[PATCH v4 00/19] mm, swap: swap table phase II: unify swapin use swap cache and cleanup flags

linux-mm.kvack.org archive mirror
 help / color / mirror / Atom feed

From: Kairui Song <ryncsn@gmail.com>
To: linux-mm@kvack.org
Cc: Andrew Morton <akpm@linux-foundation.org>,
	Baoquan He <bhe@redhat.com>,  Barry Song <baohua@kernel.org>,
	Chris Li <chrisl@kernel.org>,  Nhat Pham <nphamcs@gmail.com>,
	Yosry Ahmed <yosry.ahmed@linux.dev>,
	 David Hildenbrand <david@kernel.org>,
	Johannes Weiner <hannes@cmpxchg.org>,
	 Youngjun Park <youngjun.park@lge.com>,
	Hugh Dickins <hughd@google.com>,
	 Baolin Wang <baolin.wang@linux.alibaba.com>,
	 Ying Huang <ying.huang@linux.alibaba.com>,
	 Kemeng Shi <shikemeng@huaweicloud.com>,
	 Lorenzo Stoakes <lorenzo.stoakes@oracle.com>,
	 "Matthew Wilcox (Oracle)" <willy@infradead.org>,
	 linux-kernel@vger.kernel.org, Kairui Song <kasong@tencent.com>,
	 linux-pm@vger.kernel.org,
	"Rafael J. Wysocki (Intel)" <rafael@kernel.org>
Subject: [PATCH v4 00/19] mm, swap: swap table phase II: unify swapin use swap cache and cleanup flags
Date: Fri, 05 Dec 2025 03:29:08 +0800	[thread overview]
Message-ID: <20251205-swap-table-p2-v4-0-cb7e28a26a40@tencent.com> (raw)

This series removes the SWP_SYNCHRONOUS_IO swap cache bypass swapin code and
special swap flag bits including SWAP_HAS_CACHE, along with many historical
issues.

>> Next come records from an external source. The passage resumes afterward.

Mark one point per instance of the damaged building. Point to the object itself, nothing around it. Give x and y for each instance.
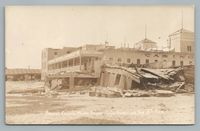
(126, 68)
(23, 74)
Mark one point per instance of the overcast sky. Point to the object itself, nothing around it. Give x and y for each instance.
(29, 29)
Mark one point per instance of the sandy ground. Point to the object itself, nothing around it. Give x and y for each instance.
(83, 109)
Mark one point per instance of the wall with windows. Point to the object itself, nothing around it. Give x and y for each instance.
(169, 59)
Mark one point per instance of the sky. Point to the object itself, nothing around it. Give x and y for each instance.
(29, 29)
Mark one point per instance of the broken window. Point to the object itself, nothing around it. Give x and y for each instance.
(189, 48)
(156, 55)
(119, 59)
(147, 61)
(181, 63)
(138, 61)
(117, 79)
(165, 56)
(173, 63)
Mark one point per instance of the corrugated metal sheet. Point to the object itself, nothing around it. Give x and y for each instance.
(22, 71)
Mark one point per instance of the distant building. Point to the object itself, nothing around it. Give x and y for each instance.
(146, 44)
(23, 74)
(89, 58)
(49, 53)
(182, 41)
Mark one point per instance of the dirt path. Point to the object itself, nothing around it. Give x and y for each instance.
(78, 109)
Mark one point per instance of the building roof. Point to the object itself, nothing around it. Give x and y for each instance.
(22, 71)
(145, 41)
(182, 30)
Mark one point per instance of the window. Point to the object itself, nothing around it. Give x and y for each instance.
(110, 59)
(138, 61)
(128, 60)
(147, 61)
(181, 63)
(189, 48)
(119, 59)
(156, 55)
(117, 79)
(173, 63)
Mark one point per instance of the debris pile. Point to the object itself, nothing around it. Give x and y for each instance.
(119, 81)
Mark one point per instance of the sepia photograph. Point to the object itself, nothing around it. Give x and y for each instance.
(100, 64)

The performance is about ~20% better for some workloads, like
Redis with persistence. This also cleans up the code to prepare for
later phases, some patches are from a previously posted series.

Swap cache bypassing and swap synchronization in general had many
issues. Some are solved as workarounds, and some are still there [1]. To
resolve them in a clean way, one good solution is to always use swap
cache as the synchronization layer [2]. So we have to remove the swap
cache bypass swap-in path first. It wasn't very doable due to
performance issues, but now combined with the swap table, removing
the swap cache bypass path will instead improve the performance,
there is no reason to keep it.

Now we can rework the swap entry and cache synchronization following
the new design. Swap cache synchronization was heavily relying on
SWAP_HAS_CACHE, which is the cause of many issues. By dropping the usage
of special swap map bits and related workarounds, we get a cleaner code
base and prepare for merging the swap count into the swap table in the
next step.

And swap_map is now only used for swap count, so in the next phase,
swap_map can be merged into the swap table, which will clean up more
things and start to reduce the static memory usage. Removal of
swap_cgroup_ctrl is also doable, but needs to be done after we also
simplify the allocation of swapin folios: always use the new
swap_cache_alloc_folio helper so the accounting will also be managed by
the swap layer by then.

Test results:

Redis / Valkey bench:
=====================

Testing on a ARM64 VM 1.5G memory:
Server: valkey-server --maxmemory 2560M
Client: redis-benchmark -r 3000000 -n 3000000 -d 1024 -c 12 -P 32 -t get

        no persistence              with BGSAVE
Before: 460475.84 RPS               311591.19 RPS
After:  451943.34 RPS (-1.9%)       371379.06 RPS (+19.2%)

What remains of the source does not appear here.